Talk about comparing apples with pears.
- Ian Gilbertson, Newcastle
So how many old-style building societies failed then? No major ones. How many ex-building societies? Loads. Without Tory deregulation allowing these institutions to demutualise and run out of control, none of this could have happened in the first place.
- Robert C, London UK
Former bank of England Governor Eddie George warned us in 2005 that busts follw booms, and this was going to be a biggie.
He was ignored, because boom and bust had been eradicated!

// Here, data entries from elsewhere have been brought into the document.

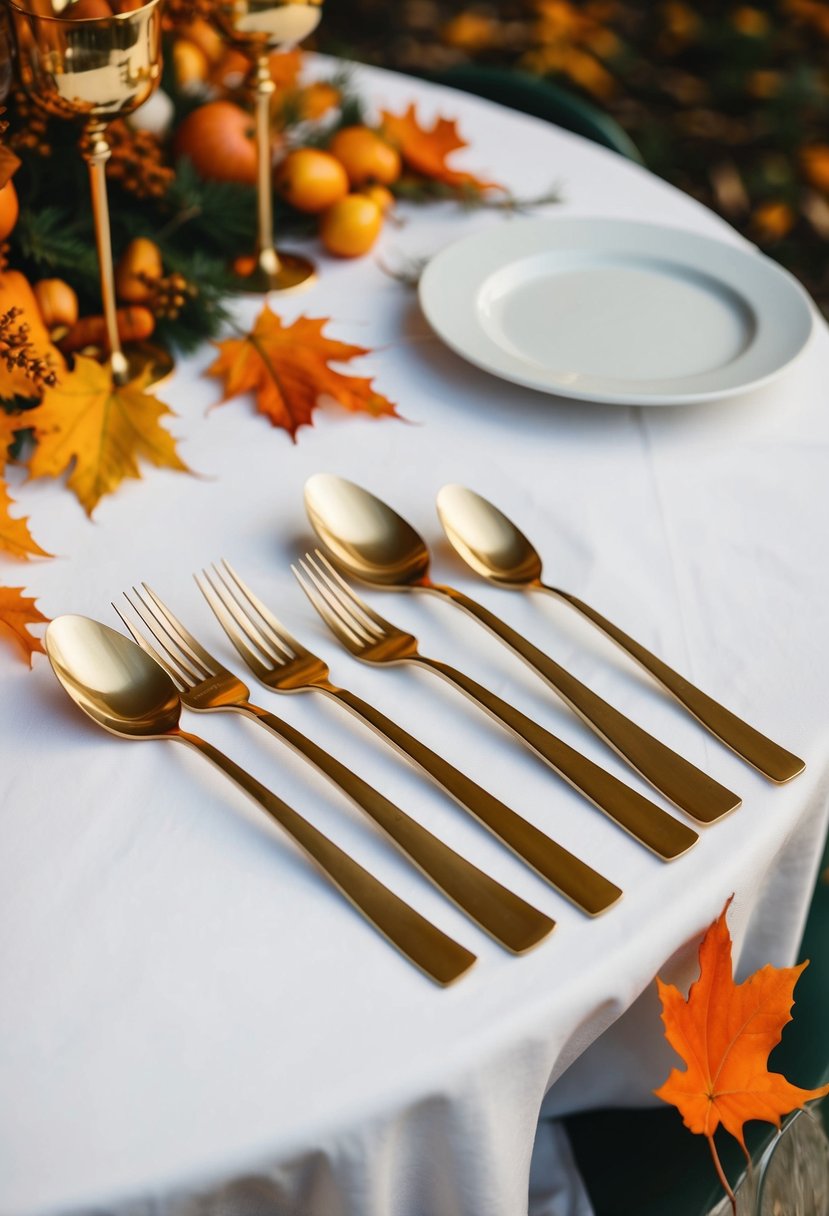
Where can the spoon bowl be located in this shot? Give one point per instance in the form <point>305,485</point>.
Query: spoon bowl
<point>366,536</point>
<point>494,547</point>
<point>122,688</point>
<point>111,679</point>
<point>486,539</point>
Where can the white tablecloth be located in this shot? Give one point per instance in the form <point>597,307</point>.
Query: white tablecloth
<point>191,1020</point>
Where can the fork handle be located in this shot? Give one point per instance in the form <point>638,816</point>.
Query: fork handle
<point>421,941</point>
<point>770,758</point>
<point>686,784</point>
<point>511,919</point>
<point>573,877</point>
<point>649,823</point>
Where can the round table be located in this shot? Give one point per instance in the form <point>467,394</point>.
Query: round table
<point>191,1019</point>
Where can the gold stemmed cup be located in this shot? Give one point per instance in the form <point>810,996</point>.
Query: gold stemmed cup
<point>255,28</point>
<point>94,69</point>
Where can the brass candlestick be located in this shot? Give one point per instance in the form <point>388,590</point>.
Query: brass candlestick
<point>94,69</point>
<point>257,27</point>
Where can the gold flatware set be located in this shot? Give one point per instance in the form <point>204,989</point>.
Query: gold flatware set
<point>136,687</point>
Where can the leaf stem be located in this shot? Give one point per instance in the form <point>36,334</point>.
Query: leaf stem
<point>721,1174</point>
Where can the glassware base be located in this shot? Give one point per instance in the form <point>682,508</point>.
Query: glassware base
<point>294,271</point>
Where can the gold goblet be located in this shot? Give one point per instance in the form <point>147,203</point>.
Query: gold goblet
<point>94,69</point>
<point>257,27</point>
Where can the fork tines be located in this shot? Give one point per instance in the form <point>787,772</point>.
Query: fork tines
<point>255,632</point>
<point>184,659</point>
<point>342,609</point>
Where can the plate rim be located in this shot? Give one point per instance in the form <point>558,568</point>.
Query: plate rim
<point>484,237</point>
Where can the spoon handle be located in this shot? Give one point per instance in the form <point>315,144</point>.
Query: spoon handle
<point>647,822</point>
<point>686,784</point>
<point>573,877</point>
<point>511,919</point>
<point>770,758</point>
<point>415,936</point>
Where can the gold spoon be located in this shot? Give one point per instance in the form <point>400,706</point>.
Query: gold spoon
<point>496,550</point>
<point>373,544</point>
<point>129,694</point>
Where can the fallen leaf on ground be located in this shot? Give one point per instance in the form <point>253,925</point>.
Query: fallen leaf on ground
<point>100,431</point>
<point>15,535</point>
<point>424,150</point>
<point>17,613</point>
<point>286,367</point>
<point>725,1032</point>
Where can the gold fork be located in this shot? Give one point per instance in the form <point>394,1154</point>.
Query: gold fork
<point>283,664</point>
<point>374,640</point>
<point>206,686</point>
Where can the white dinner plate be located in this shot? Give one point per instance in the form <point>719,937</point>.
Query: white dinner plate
<point>615,310</point>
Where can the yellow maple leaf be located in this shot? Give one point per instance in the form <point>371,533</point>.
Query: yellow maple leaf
<point>100,431</point>
<point>424,150</point>
<point>15,535</point>
<point>17,613</point>
<point>286,367</point>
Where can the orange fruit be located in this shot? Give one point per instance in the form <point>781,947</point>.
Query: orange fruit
<point>365,156</point>
<point>311,180</point>
<point>351,226</point>
<point>190,62</point>
<point>139,269</point>
<point>57,302</point>
<point>219,139</point>
<point>379,195</point>
<point>9,209</point>
<point>206,37</point>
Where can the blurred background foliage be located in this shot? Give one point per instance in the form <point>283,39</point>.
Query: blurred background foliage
<point>727,101</point>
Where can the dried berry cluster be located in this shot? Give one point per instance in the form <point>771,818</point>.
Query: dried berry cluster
<point>16,350</point>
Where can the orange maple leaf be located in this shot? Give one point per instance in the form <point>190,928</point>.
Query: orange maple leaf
<point>15,535</point>
<point>424,150</point>
<point>725,1032</point>
<point>100,429</point>
<point>17,613</point>
<point>286,367</point>
<point>10,423</point>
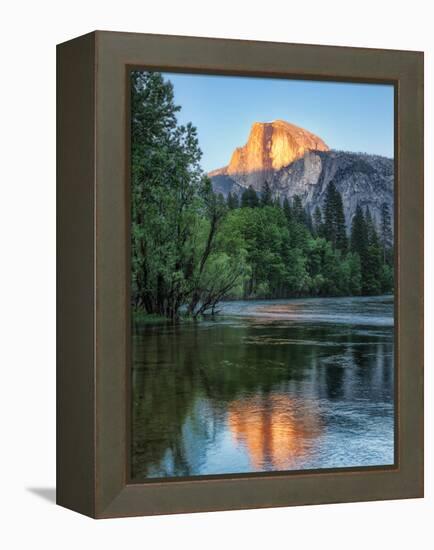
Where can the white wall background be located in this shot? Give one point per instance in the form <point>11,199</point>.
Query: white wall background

- Dave Davies, Basingstoke, Hants
z-z-Z
Everything is derived from what went on earlier. You can change things when you're in power yourself, though!
- Roz, Chamonix, France
Yes it did. The reforms of the banks that Thatcher introduced alongside America, opened Pandora's box. Where are the effects being most felt? Britain and America. Enough said.
- Bruce Edwards, London
That ok as that fool who Chairs the Trseaury Ctte was banging on the 80's and neo-liberalism ... this bunch of half wits have no idea a) what they have done and b) how to gets us out of it.
Bring on May / June next year ... but then we get the 'roons who is shaping up to be TB MkII
- Dave, herts
My God the Left are truly desparate! Trying to blame the current mess on Mrs T is truly amazing! Firstly these idiots do not actually understand what has happened and secondly if they actually do [highly doubtful], they cannot comprehend that actually it really is a Labor government which has ruled the country for a decade and therefore it completely, utterly and entirely to blame for it!!
Cameron announcing a 45p tax rate [actually 46% after NI], is really quite amazing. He will now tip many lingering doubters over the edge and the flight of talent & capital out of Britain. The point of this is that the tax take will not be a plus 2 billion but more likely it will fall. It is a pure sop to wet Tories and will not work. Screwing wealth creators is a really dumb thing to do .. proven time and time again.
- James Macleod Ritchie, Oyster Bay Cove
The current crisis is a failure of regulation. Born introduced the FSA. He was repeatedly warned but chose to ignore them.
Northern Rock, Halifax and B&B did not fail beause they demutalised. They failed because the regulation failed.
Talk about comparing apples with pears.
- Ian Gilbertson, Newcastle
"Blaming Thatcher for the banking crisis makes about as much sense as holding Harold Macmillan responsible for the 1984 miners' strike."
Don't try to rewrite history. She was in power when the Building Societies Act 1986 was passed, which was a direct cause of demutualisation catastrophes like Northern Rock, Halifax, Bradford & Bingley. The Conservatives sowed the wind of deregulation and now we are reaping the whirlwind.